The nest question to be considered-upon the record, is, whether the plaintiff made out his case as against Hancock, the maker of the obligation sued on. It is contended, on behalf of the defence, that the plaintiff showed no legal title in himself to the obligation. The bond was made payable to Sanders, and by him assigned in blank, as to the name of the assignee, and afterwards endorsed by Ewing to the plaintiff.

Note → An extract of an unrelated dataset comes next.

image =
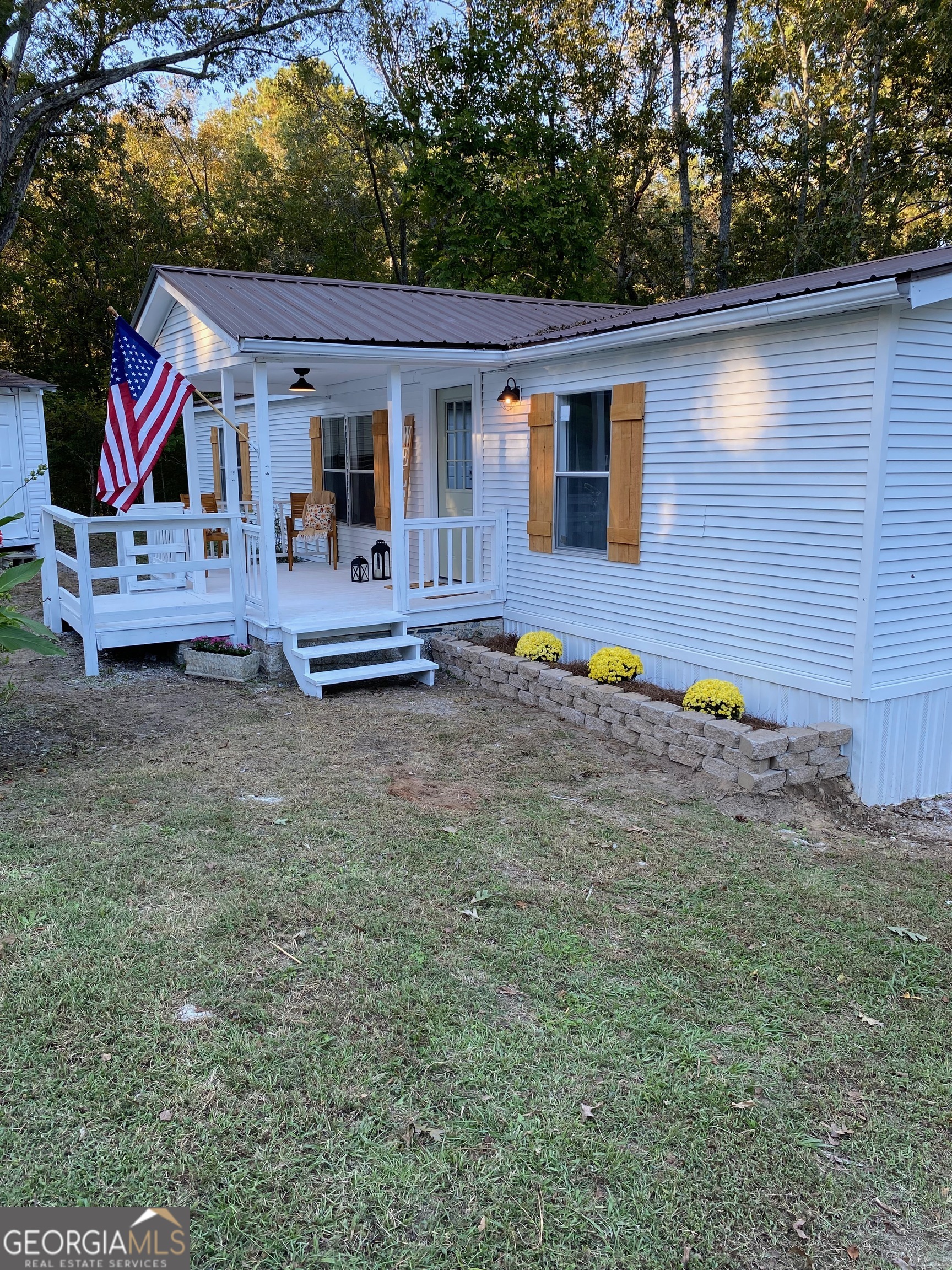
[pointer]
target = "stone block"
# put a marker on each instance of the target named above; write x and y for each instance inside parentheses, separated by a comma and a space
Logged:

In the case of Sterling & Snapp vs. Bender, 2 Eng. R. 201, this court held that a bill or note endorsed in blank, is transferable by delivery only, and so long as the endorsement continues in blank, it makes the bill or note, in effect, payable to bearer. That, by the endorsement, the payee divests himself of the legal interest in the bill or note, and it is vested by delivery in the holder. That, an endorsement in blank, constitutes a perfect transfer of the interest in the bill or note, and without the addition of other words, will vest the right of action, and all other rights, in the transferee and. subsequent holders.
That case is precisely like the one now before us, except that was a suit upon a note, and this is a suit upon a bond.

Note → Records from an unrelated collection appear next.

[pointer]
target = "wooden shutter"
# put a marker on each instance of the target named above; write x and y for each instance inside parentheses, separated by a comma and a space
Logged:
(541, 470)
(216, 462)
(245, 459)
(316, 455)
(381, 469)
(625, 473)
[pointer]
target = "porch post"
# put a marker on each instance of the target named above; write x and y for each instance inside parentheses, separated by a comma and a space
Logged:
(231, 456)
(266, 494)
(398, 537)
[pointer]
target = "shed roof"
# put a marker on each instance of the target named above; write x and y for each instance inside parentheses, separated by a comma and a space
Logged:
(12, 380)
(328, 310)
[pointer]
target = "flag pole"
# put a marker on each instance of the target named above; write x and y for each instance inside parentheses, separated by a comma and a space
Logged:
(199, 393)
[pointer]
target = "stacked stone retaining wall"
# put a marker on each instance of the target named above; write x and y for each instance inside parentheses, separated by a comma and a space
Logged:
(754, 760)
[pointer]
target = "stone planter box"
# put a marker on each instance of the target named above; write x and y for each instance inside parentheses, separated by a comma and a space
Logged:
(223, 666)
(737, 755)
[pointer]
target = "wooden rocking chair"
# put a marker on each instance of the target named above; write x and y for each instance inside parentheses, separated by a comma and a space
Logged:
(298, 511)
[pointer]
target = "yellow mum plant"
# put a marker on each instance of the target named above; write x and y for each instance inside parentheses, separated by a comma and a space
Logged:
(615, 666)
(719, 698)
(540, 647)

Our statute of assignments, and the course of decisions under it, have, we think, placed bonds for money upon the same footing with notes, as negotiable instruments, and we see no good reason for making a distinction between them. See Worthington vs. Curd & Co., decided at the present term, where the decisions of this court on this subject are collected and reviewed.
The plaintiff having a legal right of action upon the bond, and having read it, and thp endorsement, to the jury, his case was made out as against the maker, Hancock, and it was incumbent upon him to produce evidence to discharge himself from liability, as the maker of the bond, to entitle him to the verdict of the jury.
The only evidence introduced by the defendants, was a receipt, with the testimony of Calloway, that it was signed by ¥m. G. Sanders. The plaintiff then produced the obligation of Bevill, payable to George Hancock, in corn or cash accounts, and proved, by the same witness, that this was the note referred to in the receipt.
We think it apparent upon the whole record, that the jury found a verdict in favor of Hancock, under the erroneous impression that the plaintiff had no legal title to the bond sued on. We see nothing in the evidence to avoid the obligation and discharge Hancock.
The judgment of the court below must be reversed, and the cause remanded, with instructions to grant a new trial, as to the defendant Hancock, and that the cause progress as against him.